La Suisse doit miser sur le solaire et l'éolien en montagne
L’installation d’éoliennes combinée à celle de panneaux solaires dans les Alpes est la solution la plus efficace pour atteindre la neutralité et l’autonomie énergétiques en Suisse. Pour un total de 75% d’éolien et 25% de solaire qui viendraient s’ajouter à l’énergie hydraulique actuelle. C’est du moins le «scénario optimal» trouvé par les chercheuses et chercheurs du Laboratoire des sciences cryosphériques (CRYOS) de l’EPFL et l’Institut WSL pour l’étude de la neige et des avalanches SLF. Leurs travaux, soutenus par le Fonds National Suisse et l’Office fédéral de l’énergie, viennent de paraître dans la revue Environmental Research Letters.
«Nous savons que ce scénario est provocateur. Nous voulions toutefois mener la réflexion jusqu’au bout afin de montrer la voie la plus efficace, même si elle semble radicale, tout en sachant que le monde politique choisira une voie médiane, située entre ce scénario et la situation actuelle», explique Jérôme Dujardin, premier auteur et doctorant en sciences et ingénierie de l’environnement à l’EPFL.
Spécificités helvétiques
La nouvelle méthode développée par le laboratoire CRYOS montre quelle énergie renouvelable est la plus pertinente à installer en tenant compte de la topographie suisse, des microclimats, des questions de stockage de l’énergie hydraulique et d’échanges ou non d’énergies avec les pays limitrophes. Pour y parvenir, les ingénieures et ingénieurs ont basé leurs calculs sur des données météorologiques suisses (ensoleillement, vitesse des vents, etc.), des données satellites et ont tenu compte de l’infrastructure hydroélectrique actuelle.
Pour une étude adaptée à la Suisse, une analyse en haute résolution du territoire leur a permis de paramétrer le modèl, afin de garder une distance minimale de 500 mètres entre les nouvelles éoliennes et les habitations, d’éviter les glaciers, les fortes pentes, les forêts et le parc National et, en ce qui concerne les panneaux solaires, les versants orientés au nord. Les scientifiques ont aussi intégré le réseau électrique tel que planifié pour 2025, afin de s’assurer que le système électrique dans son ensemble soit opérationnel.

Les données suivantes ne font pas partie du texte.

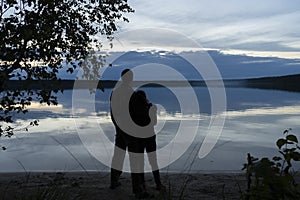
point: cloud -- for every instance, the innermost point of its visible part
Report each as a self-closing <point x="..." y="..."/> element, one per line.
<point x="244" y="25"/>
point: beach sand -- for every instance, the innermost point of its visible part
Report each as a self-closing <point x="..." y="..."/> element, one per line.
<point x="95" y="185"/>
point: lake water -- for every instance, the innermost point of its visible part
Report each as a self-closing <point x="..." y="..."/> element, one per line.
<point x="70" y="136"/>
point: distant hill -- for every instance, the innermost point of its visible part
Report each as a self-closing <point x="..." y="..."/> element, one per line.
<point x="288" y="83"/>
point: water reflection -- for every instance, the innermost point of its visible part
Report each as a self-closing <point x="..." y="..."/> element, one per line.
<point x="255" y="119"/>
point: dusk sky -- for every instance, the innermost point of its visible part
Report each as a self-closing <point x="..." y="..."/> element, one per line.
<point x="269" y="28"/>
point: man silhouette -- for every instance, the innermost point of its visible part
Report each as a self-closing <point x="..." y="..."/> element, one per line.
<point x="119" y="106"/>
<point x="144" y="114"/>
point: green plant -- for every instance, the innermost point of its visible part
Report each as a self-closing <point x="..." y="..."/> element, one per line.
<point x="274" y="178"/>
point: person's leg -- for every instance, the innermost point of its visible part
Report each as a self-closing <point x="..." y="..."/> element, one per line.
<point x="117" y="160"/>
<point x="152" y="157"/>
<point x="136" y="158"/>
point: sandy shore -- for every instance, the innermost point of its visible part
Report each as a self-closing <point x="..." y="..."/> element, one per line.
<point x="95" y="185"/>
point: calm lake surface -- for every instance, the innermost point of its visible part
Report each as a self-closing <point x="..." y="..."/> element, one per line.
<point x="78" y="133"/>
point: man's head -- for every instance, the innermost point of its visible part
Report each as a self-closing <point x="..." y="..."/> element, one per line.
<point x="127" y="76"/>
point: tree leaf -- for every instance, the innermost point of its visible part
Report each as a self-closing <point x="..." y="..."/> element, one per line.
<point x="280" y="142"/>
<point x="292" y="138"/>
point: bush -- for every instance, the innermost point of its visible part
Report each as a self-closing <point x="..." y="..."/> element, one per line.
<point x="274" y="178"/>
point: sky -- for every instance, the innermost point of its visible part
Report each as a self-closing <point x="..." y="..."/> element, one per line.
<point x="270" y="27"/>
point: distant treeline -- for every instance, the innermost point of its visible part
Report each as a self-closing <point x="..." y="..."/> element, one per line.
<point x="288" y="83"/>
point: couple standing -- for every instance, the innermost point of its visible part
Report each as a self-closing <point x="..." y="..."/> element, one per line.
<point x="134" y="119"/>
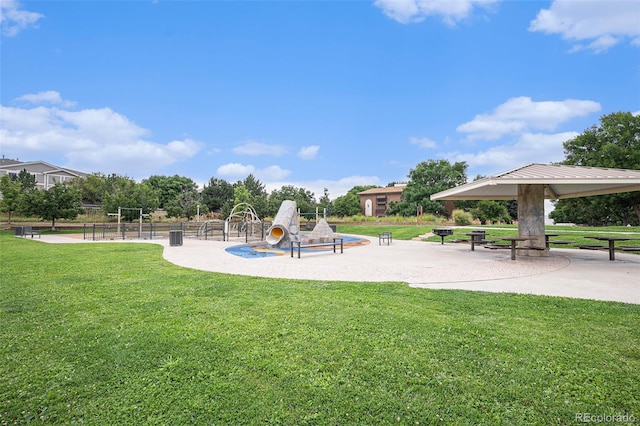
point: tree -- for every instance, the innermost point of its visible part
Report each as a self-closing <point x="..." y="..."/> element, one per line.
<point x="216" y="194"/>
<point x="124" y="192"/>
<point x="325" y="202"/>
<point x="61" y="201"/>
<point x="177" y="191"/>
<point x="12" y="196"/>
<point x="304" y="199"/>
<point x="257" y="195"/>
<point x="427" y="178"/>
<point x="613" y="144"/>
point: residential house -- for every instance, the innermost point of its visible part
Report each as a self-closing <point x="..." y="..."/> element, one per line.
<point x="47" y="175"/>
<point x="376" y="201"/>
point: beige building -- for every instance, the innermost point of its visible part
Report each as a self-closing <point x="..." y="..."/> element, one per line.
<point x="47" y="175"/>
<point x="376" y="201"/>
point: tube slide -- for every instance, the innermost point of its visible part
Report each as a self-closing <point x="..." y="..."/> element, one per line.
<point x="278" y="233"/>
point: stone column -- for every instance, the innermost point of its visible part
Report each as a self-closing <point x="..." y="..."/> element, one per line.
<point x="531" y="219"/>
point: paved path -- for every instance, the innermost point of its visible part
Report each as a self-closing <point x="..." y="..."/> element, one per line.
<point x="567" y="272"/>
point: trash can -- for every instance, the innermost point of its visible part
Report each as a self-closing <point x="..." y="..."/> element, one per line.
<point x="175" y="238"/>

Le Jura, champion de l’éolien
L’étude montre ainsi que le Jura est bel est bien la région la plus intéressante pour l’installation d’éoliennes et que des territoires inhabités recèlent encore beaucoup de potentiel. A elle seule, la région représente 40% des installations préconisées par le modèle. Viennent ensuite les Alpes et les Préalpes. Les scientifiques sont aussi parvenus à la conclusion que l’installation massive de panneaux solaires sur les toits des villes n’est pas pertinente, principalement en raison de la trop importante couverture nuageuse durant la saison froide.
Panneaux solaires dans les Alpes
En revanche, un enjeu encore méconnu mérite d’être investigué, selon Michael Lehning, co-auteur, professeur ordinaire et directeur du Laboratoire CRYOS: «Notre étude confirme qu’il y a une vraie opportunité, y compris économique, à installer des panneaux solaires dans les Alpes. L’ensoleillement y est fort durant l’hiver et le réseau électrique existant lié à la production d’énergie hydraulique pourrait servir à transporter cette énergie en plaine. Cette opportunité est également valable pour les éoliennes en milieu alpin, qui recèlent des potentiels encore cachés, du fait de la complexité topographique des Alpes».
Selon lui, la conclusion de cette recherche devrait motiver les pouvoirs publics à s’intéresser à ces opportunités. «L’été, la Suisse regorge d’énergie hydraulique plutôt inutile en cette saison, surtout si les installations photovoltaïques sur toiture continuent de croître. Notre étude montre que l’installation de panneaux solaires alpins se combine mieux à l’énergie hydraulique, et peut réduire notre dépendance aux énergies des pays voisins à hauteur de 80% durant l’hiver.»
Cas d'étude
La Suisse a servi d’étude de cas aux scientifiques. Leur nouvelle méthode d’optimisation, basée sur une «stratégie évolutive» qui s’inspire de l’évolution du vivant, vise à éprouver différents scénarios et à combiner de manière optimale les énergies renouvelables, afin de trouver le scénario le plus efficace et neutre au niveau carbone. Cette méthode est la première à pouvoir tenir compte d’autant d’éléments et à pouvoir identifier la pertinence d’une énergie renouvelable selon le lieu sur tout un territoire, et pourrait ainsi être appliquée à d’autres pays.